Benito Jiménez
Agencia Reforma

CIUDAD DE MÉXICO.- Diputados y simpatizantes de Morena protagonizaron ayer un zafarrancho en el Congreso de Campeche que dejó un saldo de al menos 20 personas detenidas.
La reyerta entre integrantes de un mismo grupo parlamentario ocurrió tras la remoción del diputado Alejandro Gómez Cazarín como presidente de la Junta de Gobierno y la designación de Antonio Jiménez.
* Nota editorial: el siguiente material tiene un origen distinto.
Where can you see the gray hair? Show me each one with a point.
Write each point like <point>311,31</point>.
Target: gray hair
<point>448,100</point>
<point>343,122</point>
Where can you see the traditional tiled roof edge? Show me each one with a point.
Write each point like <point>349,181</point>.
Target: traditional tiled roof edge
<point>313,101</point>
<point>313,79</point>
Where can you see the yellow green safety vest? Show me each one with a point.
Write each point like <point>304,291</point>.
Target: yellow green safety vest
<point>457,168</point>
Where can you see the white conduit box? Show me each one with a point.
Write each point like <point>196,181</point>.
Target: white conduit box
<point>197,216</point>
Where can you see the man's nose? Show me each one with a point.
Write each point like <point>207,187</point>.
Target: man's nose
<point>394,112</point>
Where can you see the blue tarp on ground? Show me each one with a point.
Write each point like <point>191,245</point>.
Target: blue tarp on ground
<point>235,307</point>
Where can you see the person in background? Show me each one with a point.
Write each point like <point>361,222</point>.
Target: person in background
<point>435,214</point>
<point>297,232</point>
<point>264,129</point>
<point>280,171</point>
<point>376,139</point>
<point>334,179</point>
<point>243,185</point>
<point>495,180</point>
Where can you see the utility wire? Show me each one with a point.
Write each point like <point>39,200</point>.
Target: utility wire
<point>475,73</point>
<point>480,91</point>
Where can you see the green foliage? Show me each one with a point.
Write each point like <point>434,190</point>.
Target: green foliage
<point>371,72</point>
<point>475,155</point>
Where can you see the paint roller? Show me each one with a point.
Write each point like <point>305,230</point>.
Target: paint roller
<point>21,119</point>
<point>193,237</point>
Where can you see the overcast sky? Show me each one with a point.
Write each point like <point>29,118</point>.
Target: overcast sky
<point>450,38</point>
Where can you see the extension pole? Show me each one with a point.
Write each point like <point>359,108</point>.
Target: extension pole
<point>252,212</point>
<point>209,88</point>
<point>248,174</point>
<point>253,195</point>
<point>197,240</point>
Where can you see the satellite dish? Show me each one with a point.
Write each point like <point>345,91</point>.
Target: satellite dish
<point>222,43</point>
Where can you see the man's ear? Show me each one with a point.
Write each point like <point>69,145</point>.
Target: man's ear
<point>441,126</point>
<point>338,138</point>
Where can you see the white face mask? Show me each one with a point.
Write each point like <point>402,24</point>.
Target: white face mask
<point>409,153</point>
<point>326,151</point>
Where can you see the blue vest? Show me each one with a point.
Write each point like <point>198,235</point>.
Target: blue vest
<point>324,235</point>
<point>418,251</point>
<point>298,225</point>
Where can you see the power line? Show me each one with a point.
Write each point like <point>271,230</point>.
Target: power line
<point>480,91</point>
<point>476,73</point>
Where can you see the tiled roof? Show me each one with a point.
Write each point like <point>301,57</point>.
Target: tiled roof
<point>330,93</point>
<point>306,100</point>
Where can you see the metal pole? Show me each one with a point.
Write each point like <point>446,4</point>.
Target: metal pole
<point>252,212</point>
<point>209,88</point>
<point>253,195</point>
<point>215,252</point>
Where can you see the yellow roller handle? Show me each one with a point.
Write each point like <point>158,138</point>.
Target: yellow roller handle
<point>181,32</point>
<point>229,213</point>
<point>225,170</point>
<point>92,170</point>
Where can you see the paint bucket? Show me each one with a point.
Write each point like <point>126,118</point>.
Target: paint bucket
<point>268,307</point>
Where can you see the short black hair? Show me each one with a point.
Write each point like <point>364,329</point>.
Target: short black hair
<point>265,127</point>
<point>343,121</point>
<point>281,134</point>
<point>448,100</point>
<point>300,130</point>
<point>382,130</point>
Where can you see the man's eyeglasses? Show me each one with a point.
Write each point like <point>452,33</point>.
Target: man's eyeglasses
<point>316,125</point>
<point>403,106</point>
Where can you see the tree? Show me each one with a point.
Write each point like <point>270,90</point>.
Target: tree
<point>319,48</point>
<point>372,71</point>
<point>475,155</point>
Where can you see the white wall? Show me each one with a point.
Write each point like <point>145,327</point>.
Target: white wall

Elementos de la Policía Estatal y Turística llegaron al recinto parlamentario para poner orden con el uso de gases lacrimógenos.
Los agentes repartieron macanazos, sometieron en el piso a morenistas y después algunos fueron subidos a las patrullas para ponerlos a disposición del Ministerio Público.
Sobre el origen de la riña circularon varias versiones.
Gómez Cazarín dijo a medios locales que el conflicto se originó por la solicitud –de la otra ala morenista– de un aumento de salario.
«No tienen llenadera», reclamó el legislador y ahora ex presidente de la Junta de Gobierno.
«Ganamos los diputados 120 mil pesos y querían 100 mil pesos más, quieren ganar el doble del Presidente (de la República). Ahora hay un usurpador ilegítimo que se llama Antonio Jiménez, hicieron ellos ilegalidades desde la convocatoria, (el nombramiento) carece de legalidad, porque quien tendría que convocar sería yo y no ellos, están usurpando funciones», añadió.
Gómez Cazarín advirtió que no va a entregar el cargo y que va a denunciar a sus correligionarios ante la ley.
La otra parte de este conflicto alegó que Gómez Cazarín se ausentó por dos meses del Congreso y que su esposa enfrenta señalamientos de fraude mientras estuvo al frente de la Secretaría de Bienestar.
Gente cercana a Gómez Cazarín justificó la ausencia por un tema médico.
También es señalado de querer el control del Congreso ante una eventual solicitud de licencia por parte de la Gobernadora Layda Sansores para unirse al proyecto de la coordinadora de los comités de la 4T, Claudia Sheinbaum.